First sorry if you don’t understand I’m chilean..
Since last year I want to faint me.. Maybe my parents notice that I have problems… That I’m not giving supply ( I can’t handle this anymore) cutting, wishing to take a pill and don’t wake up never again.. Is normal?
I was normal before… But something change me as a person (psychology talking) and I’ve noticed that we don’t notice when the things start until there’s no turning back.. And you will never feel that great again.. Your past will always be there to remember you your mistakes..
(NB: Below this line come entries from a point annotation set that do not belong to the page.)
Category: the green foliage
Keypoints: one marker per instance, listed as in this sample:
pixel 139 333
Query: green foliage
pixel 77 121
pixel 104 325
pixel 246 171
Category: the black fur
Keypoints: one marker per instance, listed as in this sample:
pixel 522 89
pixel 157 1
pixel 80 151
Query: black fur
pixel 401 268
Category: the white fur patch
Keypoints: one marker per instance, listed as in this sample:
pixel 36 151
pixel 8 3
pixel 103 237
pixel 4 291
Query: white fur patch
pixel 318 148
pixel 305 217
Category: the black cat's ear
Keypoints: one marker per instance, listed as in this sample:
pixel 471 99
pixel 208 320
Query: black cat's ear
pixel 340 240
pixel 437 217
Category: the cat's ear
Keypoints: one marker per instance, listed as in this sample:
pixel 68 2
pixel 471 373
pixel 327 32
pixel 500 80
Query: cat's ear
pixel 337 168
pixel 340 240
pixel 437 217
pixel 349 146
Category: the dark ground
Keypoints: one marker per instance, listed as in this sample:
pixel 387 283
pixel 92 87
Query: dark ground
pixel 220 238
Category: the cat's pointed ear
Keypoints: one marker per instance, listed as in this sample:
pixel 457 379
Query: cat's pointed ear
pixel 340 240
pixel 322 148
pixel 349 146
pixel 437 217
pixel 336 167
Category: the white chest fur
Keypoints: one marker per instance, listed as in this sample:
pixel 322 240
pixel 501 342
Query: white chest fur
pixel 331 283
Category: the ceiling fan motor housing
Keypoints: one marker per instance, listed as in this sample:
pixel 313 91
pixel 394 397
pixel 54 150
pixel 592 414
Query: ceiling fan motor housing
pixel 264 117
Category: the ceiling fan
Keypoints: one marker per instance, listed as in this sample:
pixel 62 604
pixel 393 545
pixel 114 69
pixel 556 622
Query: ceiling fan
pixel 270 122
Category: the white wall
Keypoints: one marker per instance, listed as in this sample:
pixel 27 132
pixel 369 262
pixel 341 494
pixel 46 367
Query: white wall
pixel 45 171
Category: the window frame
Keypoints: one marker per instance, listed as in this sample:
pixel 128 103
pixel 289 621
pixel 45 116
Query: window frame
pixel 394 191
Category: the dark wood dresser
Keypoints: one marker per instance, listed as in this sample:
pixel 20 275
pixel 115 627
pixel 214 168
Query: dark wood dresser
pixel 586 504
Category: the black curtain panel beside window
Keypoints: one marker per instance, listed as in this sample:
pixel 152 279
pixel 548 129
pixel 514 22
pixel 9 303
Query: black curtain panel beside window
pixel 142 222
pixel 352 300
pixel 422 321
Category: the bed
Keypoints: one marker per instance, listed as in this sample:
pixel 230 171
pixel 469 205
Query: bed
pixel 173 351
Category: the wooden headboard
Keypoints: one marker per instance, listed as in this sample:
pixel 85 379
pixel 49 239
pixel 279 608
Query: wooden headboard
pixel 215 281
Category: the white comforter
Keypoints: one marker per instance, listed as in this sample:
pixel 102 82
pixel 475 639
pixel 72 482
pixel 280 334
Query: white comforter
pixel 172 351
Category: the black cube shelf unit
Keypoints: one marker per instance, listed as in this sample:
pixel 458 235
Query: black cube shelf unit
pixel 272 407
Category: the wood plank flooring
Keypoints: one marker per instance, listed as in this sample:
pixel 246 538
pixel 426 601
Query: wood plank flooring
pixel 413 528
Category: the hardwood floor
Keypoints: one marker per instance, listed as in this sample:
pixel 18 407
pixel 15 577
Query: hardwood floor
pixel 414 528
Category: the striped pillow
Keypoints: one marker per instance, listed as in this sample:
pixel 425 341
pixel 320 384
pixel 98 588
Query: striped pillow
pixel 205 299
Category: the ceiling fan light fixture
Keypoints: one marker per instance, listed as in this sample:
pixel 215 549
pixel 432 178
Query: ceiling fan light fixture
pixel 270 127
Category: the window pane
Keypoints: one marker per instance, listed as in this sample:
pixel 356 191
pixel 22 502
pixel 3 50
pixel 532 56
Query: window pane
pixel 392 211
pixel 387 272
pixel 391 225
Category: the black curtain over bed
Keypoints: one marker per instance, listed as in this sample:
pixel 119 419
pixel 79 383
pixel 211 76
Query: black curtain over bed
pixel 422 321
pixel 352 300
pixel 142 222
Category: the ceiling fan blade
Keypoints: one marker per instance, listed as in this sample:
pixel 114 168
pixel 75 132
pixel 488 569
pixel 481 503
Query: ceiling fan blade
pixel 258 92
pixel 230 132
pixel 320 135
Maybe fainting me things will change…
Please if you read this.. Help me or say something, I need support once in my life…
15 comments
Yo creo que entiendo lo que estas tratando decir. Pero, que significa “fainting”?
Estoy aquà para ti.
Digales tus papas, tal vez?
Sorry about my mediocre Spanish. 🙂 Take care.
lo siento. yo se que es duro vivir nuestra vida con tanto dolor. especialmente sin saber porque. es bien duro pero tenemos que tratar nuestro mejor y nunca parar, aunque a vecez nos queremos retirar, eso nunca es la solucion, nosotros tenemos valor, pero no lo vemos porque nuestra mente no nos deja. aqui estamos para ti.
kimm get pick yourself up, get your act together. To the chilean. Puedes escribir en nuestro lenguaje hay hispanos aqui. Perdona me por no escribir bien no me recuerdo como usar las letras en mi computadora porque viene en ingles y tengo flojera. Pero no estas solo. Habla y vendremos. Estamos aqui para nuestro bien y el bien de los demas. No pierdas esperanza.
excuse you? whats ur problem?
No problem. What I mean is. You gotta pick. You’re moods border on bipolar especially with the wanting help and not wanting it. From your post I see that it’s the same as it was then. Yes I am being hypocritical because I way worse and have not bettered in the slightest. You gotta pick and hold on to that. Save yourself.
yes it is the same, maybe because i am just as depressed as i was then, and maybe even more so. i dont see why u have the need to tell me to get my act together. u dont need to worry about me. you need to work on yourself and better yourself.
We both know I don’t give a fuck about myself in that regard. I said it in a rude way and for that I apologize but you get what I’m saying at least now that i explained it….
i have yet to meet someone on here who gives a damn about themselves. its a fucked up world , with fucked up people, u dont ever get a chance to escape from reality, life is shit, nothing to win, nothing left to lose.
i have yet to meet someone on here who gives a damn about themselves. its a fucked up world , with fucked up people, u dont ever get a chance to escape from reality, life is shit, nothing to win, nothing left to lose.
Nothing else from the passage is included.